WHAT THE CRITICS SAY:

“Written by Joseph Minion, who also wrote Martin Scorsese’s ‘After Hours,’ ‘Vampire’s Kiss’ similarly requires a style as darkly comic and deft as its bizarre premise. Instead, the film is dominated and destroyed by Mr. Cage’s chaotic, self-indulgent performance.”–Caryn James, The New York Times (contemporaneous)

“A bold but ultimately doomed effort that will irritate all but cultists of the bizarre and the most rabid fans of Mr. Cage.”–Angie Errigo, Empire

“Cage always surprises in weird, funny ways… certainly has its tasteless patches, and it may be too kinky and out of the mainstream for devoted horror fans. But it is inventive and clever, a cartoonish metaphor that has bite.”–Mark Chanlon Smith, The Los Angeles Times (VHS)
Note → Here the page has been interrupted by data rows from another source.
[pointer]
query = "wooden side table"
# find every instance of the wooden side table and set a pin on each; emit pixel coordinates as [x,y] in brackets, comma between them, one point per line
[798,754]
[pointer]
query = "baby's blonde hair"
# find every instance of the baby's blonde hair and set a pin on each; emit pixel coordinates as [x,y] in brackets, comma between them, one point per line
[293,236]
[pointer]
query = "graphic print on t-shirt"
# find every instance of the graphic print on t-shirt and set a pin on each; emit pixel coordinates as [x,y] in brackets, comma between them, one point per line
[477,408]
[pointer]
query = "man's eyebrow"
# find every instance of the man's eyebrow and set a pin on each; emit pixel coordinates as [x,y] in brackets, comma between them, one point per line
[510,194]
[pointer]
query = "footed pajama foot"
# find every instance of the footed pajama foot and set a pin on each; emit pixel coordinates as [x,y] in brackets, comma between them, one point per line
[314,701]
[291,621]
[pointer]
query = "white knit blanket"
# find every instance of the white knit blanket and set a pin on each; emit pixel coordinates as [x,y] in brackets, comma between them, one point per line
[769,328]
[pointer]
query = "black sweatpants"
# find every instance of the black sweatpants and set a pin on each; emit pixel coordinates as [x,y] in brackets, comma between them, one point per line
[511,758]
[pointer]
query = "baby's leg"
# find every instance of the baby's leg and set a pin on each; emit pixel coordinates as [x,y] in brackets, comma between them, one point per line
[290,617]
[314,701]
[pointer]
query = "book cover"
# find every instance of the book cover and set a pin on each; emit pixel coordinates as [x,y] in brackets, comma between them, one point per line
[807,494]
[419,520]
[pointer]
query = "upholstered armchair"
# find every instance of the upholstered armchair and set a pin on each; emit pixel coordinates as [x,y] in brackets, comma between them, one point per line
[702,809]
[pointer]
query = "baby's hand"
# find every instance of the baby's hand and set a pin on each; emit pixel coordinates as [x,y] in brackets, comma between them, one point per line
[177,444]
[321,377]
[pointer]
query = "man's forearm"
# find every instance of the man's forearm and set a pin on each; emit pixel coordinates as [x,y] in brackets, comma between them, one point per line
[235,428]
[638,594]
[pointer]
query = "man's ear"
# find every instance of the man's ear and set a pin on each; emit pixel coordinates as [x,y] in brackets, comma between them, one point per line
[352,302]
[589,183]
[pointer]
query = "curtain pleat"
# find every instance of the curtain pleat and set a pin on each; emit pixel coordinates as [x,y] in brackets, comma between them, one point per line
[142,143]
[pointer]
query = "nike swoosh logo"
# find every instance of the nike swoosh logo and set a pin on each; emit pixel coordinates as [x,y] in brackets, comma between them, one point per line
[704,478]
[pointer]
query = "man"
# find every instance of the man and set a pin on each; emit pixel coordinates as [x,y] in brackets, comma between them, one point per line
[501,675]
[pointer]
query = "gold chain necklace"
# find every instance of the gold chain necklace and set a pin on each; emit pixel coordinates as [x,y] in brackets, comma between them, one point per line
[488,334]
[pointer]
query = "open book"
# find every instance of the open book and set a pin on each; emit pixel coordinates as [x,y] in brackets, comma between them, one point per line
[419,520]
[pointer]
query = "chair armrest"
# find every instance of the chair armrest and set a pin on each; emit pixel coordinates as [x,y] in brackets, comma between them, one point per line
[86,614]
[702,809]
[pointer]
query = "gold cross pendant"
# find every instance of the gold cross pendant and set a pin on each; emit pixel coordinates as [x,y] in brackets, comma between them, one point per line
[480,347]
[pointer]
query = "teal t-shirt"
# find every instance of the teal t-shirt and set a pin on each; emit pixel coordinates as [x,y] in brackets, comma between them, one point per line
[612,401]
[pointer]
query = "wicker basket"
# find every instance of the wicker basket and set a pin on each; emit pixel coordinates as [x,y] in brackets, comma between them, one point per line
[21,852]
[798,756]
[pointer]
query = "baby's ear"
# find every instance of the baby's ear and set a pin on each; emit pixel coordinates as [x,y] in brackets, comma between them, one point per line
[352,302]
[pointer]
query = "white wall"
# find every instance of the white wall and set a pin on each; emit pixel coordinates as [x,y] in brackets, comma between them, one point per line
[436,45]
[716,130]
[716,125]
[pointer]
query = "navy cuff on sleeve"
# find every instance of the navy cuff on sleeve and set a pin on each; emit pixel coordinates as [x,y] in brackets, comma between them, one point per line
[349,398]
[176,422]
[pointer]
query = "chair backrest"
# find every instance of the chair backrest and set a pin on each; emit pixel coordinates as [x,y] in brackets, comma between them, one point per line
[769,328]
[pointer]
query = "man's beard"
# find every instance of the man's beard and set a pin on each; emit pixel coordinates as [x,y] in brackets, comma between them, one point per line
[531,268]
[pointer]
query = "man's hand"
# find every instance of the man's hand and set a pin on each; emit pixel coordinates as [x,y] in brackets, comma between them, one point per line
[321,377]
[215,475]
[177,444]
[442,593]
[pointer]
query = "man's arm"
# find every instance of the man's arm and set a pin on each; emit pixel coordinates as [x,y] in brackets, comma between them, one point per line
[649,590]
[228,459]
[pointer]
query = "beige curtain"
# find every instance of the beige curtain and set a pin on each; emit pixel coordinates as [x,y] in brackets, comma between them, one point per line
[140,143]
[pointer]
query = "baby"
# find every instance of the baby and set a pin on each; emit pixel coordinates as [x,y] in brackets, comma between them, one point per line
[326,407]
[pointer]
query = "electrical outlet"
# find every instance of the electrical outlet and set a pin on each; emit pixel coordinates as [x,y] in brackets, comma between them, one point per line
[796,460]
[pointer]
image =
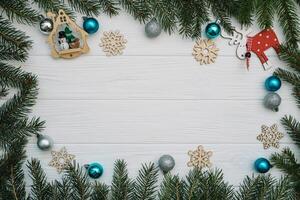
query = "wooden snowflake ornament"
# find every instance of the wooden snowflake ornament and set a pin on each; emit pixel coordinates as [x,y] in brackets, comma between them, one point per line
[61,159]
[205,51]
[113,43]
[199,158]
[270,136]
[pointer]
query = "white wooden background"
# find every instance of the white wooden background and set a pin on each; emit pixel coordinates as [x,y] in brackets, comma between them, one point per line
[155,99]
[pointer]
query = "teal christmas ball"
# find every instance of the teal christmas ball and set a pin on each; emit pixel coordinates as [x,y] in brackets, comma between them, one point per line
[212,30]
[262,165]
[273,83]
[94,170]
[90,25]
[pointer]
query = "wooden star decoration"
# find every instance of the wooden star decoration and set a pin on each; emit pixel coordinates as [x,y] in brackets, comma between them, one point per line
[205,51]
[61,159]
[270,136]
[113,43]
[199,158]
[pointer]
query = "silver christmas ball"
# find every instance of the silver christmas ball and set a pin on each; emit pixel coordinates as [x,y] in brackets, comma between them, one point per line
[272,100]
[166,163]
[46,26]
[44,142]
[153,29]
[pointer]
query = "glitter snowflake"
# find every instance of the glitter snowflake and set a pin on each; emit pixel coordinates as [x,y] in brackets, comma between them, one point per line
[199,158]
[205,51]
[270,136]
[113,43]
[61,159]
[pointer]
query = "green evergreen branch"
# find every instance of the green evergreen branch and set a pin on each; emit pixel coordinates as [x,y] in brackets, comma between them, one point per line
[20,104]
[100,191]
[245,11]
[109,7]
[145,187]
[122,186]
[20,11]
[265,12]
[87,7]
[289,21]
[11,131]
[41,189]
[286,162]
[165,12]
[81,188]
[54,6]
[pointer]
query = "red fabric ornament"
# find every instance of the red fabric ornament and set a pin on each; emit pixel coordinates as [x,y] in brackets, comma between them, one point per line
[260,43]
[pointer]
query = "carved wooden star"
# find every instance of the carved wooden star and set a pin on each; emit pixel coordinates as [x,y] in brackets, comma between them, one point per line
[270,136]
[199,158]
[61,159]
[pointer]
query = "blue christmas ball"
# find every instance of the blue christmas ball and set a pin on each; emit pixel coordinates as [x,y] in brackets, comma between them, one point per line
[90,25]
[212,30]
[95,170]
[273,83]
[262,165]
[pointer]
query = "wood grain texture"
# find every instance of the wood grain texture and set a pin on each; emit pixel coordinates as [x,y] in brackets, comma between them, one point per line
[153,100]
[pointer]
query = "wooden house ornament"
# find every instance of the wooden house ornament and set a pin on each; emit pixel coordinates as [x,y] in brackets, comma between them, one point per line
[67,39]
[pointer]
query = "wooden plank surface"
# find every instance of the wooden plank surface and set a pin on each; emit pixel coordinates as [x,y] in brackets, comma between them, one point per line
[155,99]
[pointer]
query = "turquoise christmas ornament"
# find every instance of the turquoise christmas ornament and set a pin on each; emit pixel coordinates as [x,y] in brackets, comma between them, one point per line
[90,25]
[273,83]
[262,165]
[94,170]
[212,30]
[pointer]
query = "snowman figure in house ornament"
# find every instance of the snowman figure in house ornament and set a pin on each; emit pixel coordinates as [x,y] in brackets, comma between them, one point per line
[257,44]
[62,41]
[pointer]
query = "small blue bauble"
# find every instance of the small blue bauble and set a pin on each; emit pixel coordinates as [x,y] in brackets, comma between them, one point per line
[90,25]
[273,83]
[95,170]
[262,165]
[212,30]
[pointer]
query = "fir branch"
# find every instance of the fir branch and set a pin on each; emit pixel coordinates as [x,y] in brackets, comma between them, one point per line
[288,19]
[109,7]
[12,185]
[20,104]
[20,11]
[54,6]
[41,189]
[287,76]
[172,188]
[13,40]
[11,131]
[291,56]
[122,186]
[245,11]
[222,10]
[87,7]
[293,128]
[286,162]
[165,11]
[265,12]
[139,9]
[145,187]
[81,188]
[100,192]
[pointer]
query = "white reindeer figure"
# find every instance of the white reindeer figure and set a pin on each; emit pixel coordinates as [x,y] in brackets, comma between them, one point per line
[258,44]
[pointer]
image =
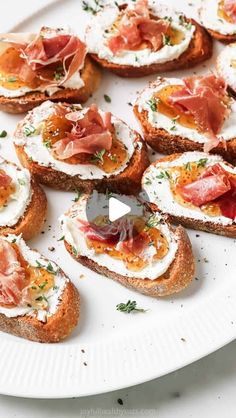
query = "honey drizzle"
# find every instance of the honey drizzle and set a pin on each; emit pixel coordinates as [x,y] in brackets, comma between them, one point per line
[56,127]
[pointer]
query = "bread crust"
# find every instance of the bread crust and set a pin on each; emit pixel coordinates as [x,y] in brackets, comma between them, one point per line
[219,229]
[177,277]
[32,220]
[127,182]
[226,39]
[200,49]
[91,76]
[57,327]
[161,141]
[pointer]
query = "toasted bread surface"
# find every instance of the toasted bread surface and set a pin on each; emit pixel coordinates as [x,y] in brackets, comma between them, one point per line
[127,182]
[91,76]
[161,141]
[177,277]
[215,228]
[200,49]
[32,220]
[57,327]
[226,39]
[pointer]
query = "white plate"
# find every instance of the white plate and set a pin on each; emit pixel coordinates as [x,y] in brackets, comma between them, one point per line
[111,350]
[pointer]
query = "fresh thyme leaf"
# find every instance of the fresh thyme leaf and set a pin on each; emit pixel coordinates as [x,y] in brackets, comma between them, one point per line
[62,238]
[107,98]
[3,134]
[47,144]
[98,156]
[188,166]
[152,222]
[78,196]
[202,162]
[163,175]
[12,79]
[130,306]
[74,251]
[153,104]
[29,130]
[113,158]
[42,285]
[166,39]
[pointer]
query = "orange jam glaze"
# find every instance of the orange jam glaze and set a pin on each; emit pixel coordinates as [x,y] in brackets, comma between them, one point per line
[5,193]
[222,14]
[181,176]
[56,127]
[37,280]
[10,65]
[132,262]
[176,36]
[164,107]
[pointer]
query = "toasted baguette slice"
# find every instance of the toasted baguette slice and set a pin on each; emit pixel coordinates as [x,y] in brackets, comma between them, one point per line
[24,211]
[90,75]
[177,272]
[197,49]
[42,327]
[128,180]
[163,200]
[168,141]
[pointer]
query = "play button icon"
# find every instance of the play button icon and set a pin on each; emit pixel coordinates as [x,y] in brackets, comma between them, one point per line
[117,209]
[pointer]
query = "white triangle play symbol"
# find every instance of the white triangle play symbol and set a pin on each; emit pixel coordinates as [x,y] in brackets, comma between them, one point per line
[117,209]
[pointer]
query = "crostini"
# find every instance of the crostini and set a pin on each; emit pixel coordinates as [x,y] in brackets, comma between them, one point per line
[141,251]
[146,37]
[23,203]
[37,301]
[52,63]
[196,189]
[191,114]
[70,148]
[226,66]
[219,18]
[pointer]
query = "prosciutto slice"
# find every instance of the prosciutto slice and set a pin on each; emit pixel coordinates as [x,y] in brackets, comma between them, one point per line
[91,133]
[205,99]
[12,275]
[137,26]
[214,185]
[48,47]
[230,9]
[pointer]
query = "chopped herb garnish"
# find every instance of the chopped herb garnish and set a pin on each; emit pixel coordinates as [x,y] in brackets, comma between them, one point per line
[62,238]
[98,156]
[166,39]
[107,98]
[188,166]
[12,79]
[42,286]
[152,222]
[3,134]
[153,104]
[202,162]
[29,130]
[92,9]
[163,175]
[113,158]
[74,251]
[130,306]
[48,144]
[49,267]
[78,196]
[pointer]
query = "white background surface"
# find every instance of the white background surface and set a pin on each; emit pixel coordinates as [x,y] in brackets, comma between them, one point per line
[206,388]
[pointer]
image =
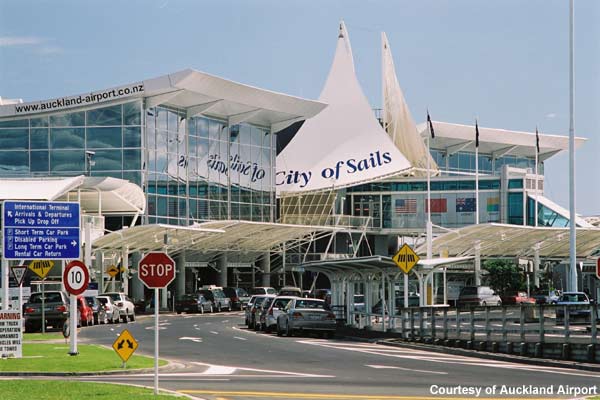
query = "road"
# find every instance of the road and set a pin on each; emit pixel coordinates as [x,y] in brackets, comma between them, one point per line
[220,359]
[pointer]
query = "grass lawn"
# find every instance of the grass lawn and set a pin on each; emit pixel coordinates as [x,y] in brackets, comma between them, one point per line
[69,390]
[54,357]
[45,336]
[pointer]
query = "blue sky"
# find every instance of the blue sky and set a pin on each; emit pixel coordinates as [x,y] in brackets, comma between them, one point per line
[503,61]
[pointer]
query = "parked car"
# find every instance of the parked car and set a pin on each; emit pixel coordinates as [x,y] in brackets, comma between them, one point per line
[548,297]
[253,310]
[413,301]
[84,312]
[276,307]
[124,304]
[237,296]
[290,291]
[516,297]
[56,305]
[193,303]
[98,311]
[578,306]
[112,311]
[217,296]
[261,314]
[263,290]
[478,296]
[306,315]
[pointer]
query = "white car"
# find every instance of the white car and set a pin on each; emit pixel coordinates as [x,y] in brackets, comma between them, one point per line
[124,304]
IMDB LINK: Vampire’s Kiss (1988)

OTHER LINKS OF INTEREST:

47 Things We Learned from Nicolas Cage’s Vampire’s Kiss Commentary – Rob Hunter picks out highlights from Cage and Biernan’s DVD commentary track for Film School Rejects

Vampire’s Kiss (Film) – TV Tropes’s Vampire’s Kiss page is so complete it even contains a link to our List Candidate review

Nicolas Cage Names His Favorite Performances, Bashes Modern Film Criticism – Far from being embarrassed by Vampire’s Kiss, Cage views the role as one of his greatest accomplishments

Vampire’s Kiss Film Locations – A virtual tour of some of the NYC locations used in the film

LIST CANDIDATE: VAMPIRE’S KISS (1988) – This site’s original appraisal of Vampire’s Kiss

DVD INFO: Although fondly remembered by fans, Vampire’s Kiss has always had a hard time finding a home on DVD. It has never been released in it own, but in 2007 MGM paired it with the insultingly bad early Jim Carrey comedy Once Bitten on the “Totally Awesome 80s” double feature DVD (buy). In 2015 Scream Factory released Kiss on Blu-ray together with the comedy High Spirits (buy). Both editions include the same commentary track from Cage and director Robert Bierman. The two releases are identical in content, so the choice comes down to: do you need Vampire’s Kiss on Blu-ray, or are you satisfied with DVD? And, would you rather have Once Bitten or High Spirits as your second feature?